The two minor factors are:

> its Total Dissolved Solids (TDS) – measured in parts per million (ppm)where the ideal level is between 500 and 800 ppm, and

> its temperature – measured in degrees, where the ideal level is between 18} and 25} Celsius.


The three main factors (i.e., the TA, the pH and the CH) together constitute what is known as The Water Balance.

Tip!! The important principle to understand regarding water balance is that it is a relative balance (because there are three factors to balance) and not an absolute balance (which would be the case if there were only two factors to balance).

Flexibility!! So long as the three main factors are maintained in an overall balance with each other then the actual content and quantity of the impurities is reduced to a relatively minor role. But if the three main factors move out of balance with each other – then relatively small changes in the quantity or nature of the impurities can create disproportionately large variations in the condition of the pool water.

The two minor factors (i.e., the TDS and the temperature) do not generally affect the water balance unless they reach extreme values.
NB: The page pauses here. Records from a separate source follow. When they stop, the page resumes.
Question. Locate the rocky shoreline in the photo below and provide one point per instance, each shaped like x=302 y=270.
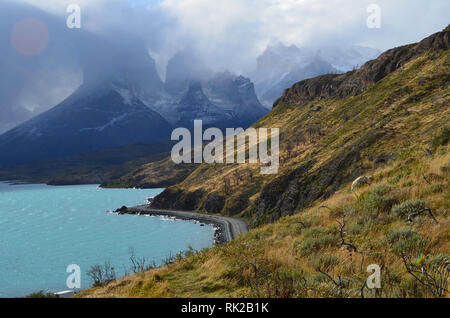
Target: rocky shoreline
x=226 y=229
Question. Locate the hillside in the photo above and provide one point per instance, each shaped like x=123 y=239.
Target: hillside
x=313 y=235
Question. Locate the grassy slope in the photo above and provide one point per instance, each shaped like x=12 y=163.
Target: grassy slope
x=336 y=144
x=404 y=114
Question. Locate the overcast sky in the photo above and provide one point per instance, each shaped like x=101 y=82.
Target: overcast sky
x=231 y=33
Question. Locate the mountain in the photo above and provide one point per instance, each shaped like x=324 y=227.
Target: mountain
x=335 y=122
x=315 y=233
x=279 y=67
x=222 y=100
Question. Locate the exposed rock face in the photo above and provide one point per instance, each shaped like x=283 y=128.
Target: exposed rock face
x=356 y=82
x=84 y=122
x=177 y=200
x=279 y=67
x=221 y=100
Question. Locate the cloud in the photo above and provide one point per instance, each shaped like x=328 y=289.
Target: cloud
x=230 y=34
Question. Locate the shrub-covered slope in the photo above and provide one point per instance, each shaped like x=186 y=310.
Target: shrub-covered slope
x=313 y=235
x=333 y=129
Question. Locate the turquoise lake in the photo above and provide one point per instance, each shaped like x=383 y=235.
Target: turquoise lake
x=43 y=229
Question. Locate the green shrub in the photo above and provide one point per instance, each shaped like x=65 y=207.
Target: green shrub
x=404 y=240
x=408 y=207
x=442 y=139
x=378 y=200
x=326 y=261
x=435 y=188
x=316 y=239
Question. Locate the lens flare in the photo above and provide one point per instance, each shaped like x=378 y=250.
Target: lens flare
x=29 y=37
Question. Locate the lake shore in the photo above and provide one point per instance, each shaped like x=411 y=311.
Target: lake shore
x=227 y=229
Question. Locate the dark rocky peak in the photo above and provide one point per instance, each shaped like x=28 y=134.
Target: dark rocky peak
x=186 y=66
x=194 y=99
x=358 y=81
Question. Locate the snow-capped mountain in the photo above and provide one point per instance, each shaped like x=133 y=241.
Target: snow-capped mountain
x=222 y=100
x=86 y=121
x=279 y=67
x=123 y=101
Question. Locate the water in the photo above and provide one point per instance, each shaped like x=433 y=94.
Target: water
x=43 y=229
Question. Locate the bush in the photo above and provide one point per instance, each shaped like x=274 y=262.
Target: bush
x=378 y=200
x=442 y=139
x=435 y=188
x=102 y=275
x=405 y=240
x=316 y=239
x=408 y=207
x=326 y=261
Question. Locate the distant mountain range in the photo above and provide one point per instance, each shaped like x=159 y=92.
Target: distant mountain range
x=123 y=101
x=280 y=66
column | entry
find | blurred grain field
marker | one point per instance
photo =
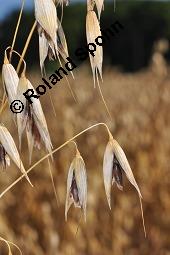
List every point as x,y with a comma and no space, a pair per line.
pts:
139,104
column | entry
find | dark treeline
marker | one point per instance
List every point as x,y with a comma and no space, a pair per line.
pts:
144,23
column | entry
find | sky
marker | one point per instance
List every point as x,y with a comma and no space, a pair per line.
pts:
9,5
6,6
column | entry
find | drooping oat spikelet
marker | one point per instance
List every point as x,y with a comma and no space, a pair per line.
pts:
62,43
10,80
22,116
10,148
76,185
114,164
92,32
43,49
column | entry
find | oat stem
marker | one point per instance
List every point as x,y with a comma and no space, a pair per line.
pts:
3,106
16,29
54,151
26,45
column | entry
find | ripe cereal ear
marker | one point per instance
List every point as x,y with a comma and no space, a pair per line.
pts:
69,201
22,117
62,43
92,32
121,157
43,49
81,180
100,6
10,80
11,149
107,170
46,16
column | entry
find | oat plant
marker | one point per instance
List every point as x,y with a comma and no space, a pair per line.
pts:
32,121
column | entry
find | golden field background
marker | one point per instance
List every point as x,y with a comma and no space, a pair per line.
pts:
139,104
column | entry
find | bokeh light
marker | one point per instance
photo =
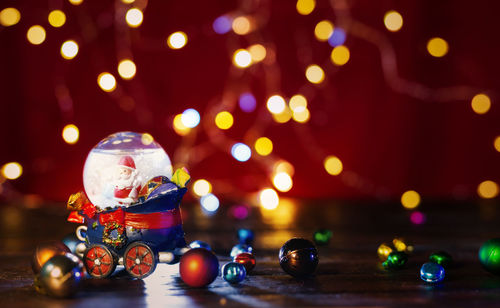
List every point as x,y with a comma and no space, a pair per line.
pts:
177,40
302,116
410,199
340,55
57,18
224,120
247,102
190,118
282,181
127,69
134,17
393,21
106,81
276,104
242,58
263,146
298,103
241,25
487,189
12,170
323,30
269,199
209,202
240,211
179,127
284,166
481,103
496,143
305,7
70,134
222,24
202,187
337,38
283,116
257,52
315,74
417,218
333,165
36,34
437,47
69,49
241,152
75,2
146,139
9,16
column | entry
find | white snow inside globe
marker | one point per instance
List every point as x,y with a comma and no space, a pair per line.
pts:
119,165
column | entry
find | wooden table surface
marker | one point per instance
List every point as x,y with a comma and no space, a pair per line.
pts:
349,272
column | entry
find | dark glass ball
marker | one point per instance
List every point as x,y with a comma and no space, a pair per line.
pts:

The disinfectant used to sanitise the pool water will affect the water balance to the extent that its pH differs from the actual pH of the water – e.g., HTH has a pH of 9,5, Peroxide 5,0 and TCIA tablets 3,5.


 The concept of water balance is rather like that of a circus juggler trying to keep three balls up in the air at the same time.

He can throw the balls straight up in the air or slightly to one side, he can throw them higher or lower – and he can even walk around while he juggles! It really doesn’t matter! As long as he keeps all three balls going up and around in roughly the same plane relative to each other everything will be fine – but if he allows one ball to drift too far off course his entire act will collapse! What the juggler is in fact doing is keeping the balls within a ‘flexible envelope’ of space.

It is exactly the same with pool water. As long as the three factors (the TA, the pH and the CH) are kept in the same relationship relative to each other (and of course within certain overall limits) all will be fine – but let even one factor move outside this ‘envelope‘ and the pool water will move out of balance. The water will lose its sparkle, start to look cloudy, develop a light green tinge . . . and then go completely green!